Gwyneth Jones started the Daring Librarian wiki in October of 2006.
1. Briefly describe your group, your wiki, and what you use it to do:
The Daring Librarian’s Steam Powered Wiki in a Digitally Shifted World is a professional development technology wiki to support the teachers and admin of Murray Hill Middle School in Laurel, Maryland (and all educators who are interested in Web 2.0, animation, tech-tips, building a PLN, and other various professional development information) in a easy to use, graphically charged Steampunk format. Though we don’t really want other schools to edit and add to our wiki — we’re building it as a closed school community — our creations are Creative Commons, Attribution, Non-Commercial, and Share Alike so any educator is free to copy and paste whole or multiple pages, as long as they follow the Creative Commons license.
2. Besides the Edit button, which wiki feature is your favorite?
EMBEDDING widgets! I love me some widgets! From Gale/Cengage, World Book, SIRS, learning database widgets, Google doc forms, to Go!Animate and Xtranormal animations and videos, to the Sweet Search student resource box… embedding widgets on our pages brings them alive!
3. What is one way you’re using wikis and other web 2.0 tools in your projects?
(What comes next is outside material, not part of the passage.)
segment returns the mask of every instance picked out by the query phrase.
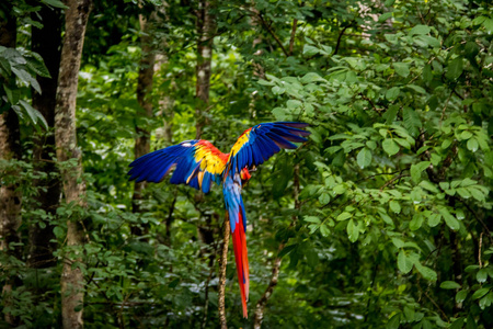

Wikis are a daily source of communication and an invaluable tool to our program here at MHMS. We also have a MHMS Learning Wiki we use with kids & teachers for research projects, assignments, and community communication, and a MHTV wiki we use every day with our TV studio crew!
4. Tell us about a particular moment that made you say, “Aha! THIS is why I use wikis!”
When a teacher contacted me last minute to add some links to a research wiki page she had just created for her kids going into the computer lab. Knowing that I had them on another page, I quickly copied and pasted the whole page of links for her page in one fell swoop. This took about 40 seconds. This was four or so years ago and the whole amazement of not having to insert “link > name link > save link,” or have to write the “html <aref =” >” bit was just like, “WOW! So this is what the read-write-web is all about!!!” And really from then on I’ve evangelized how wonderful the world of Wikispaces is to teachers.
5. If you could ask it, what do you think your wiki would say about you?
I’d say on first glance it’s animated, colorful, quirky, and fun… then upon further inspection it’s rich, extensive, informative, illustrative, and jam packed with information coolness and geeky goodness! Heh heh and humility, yeah… that, too!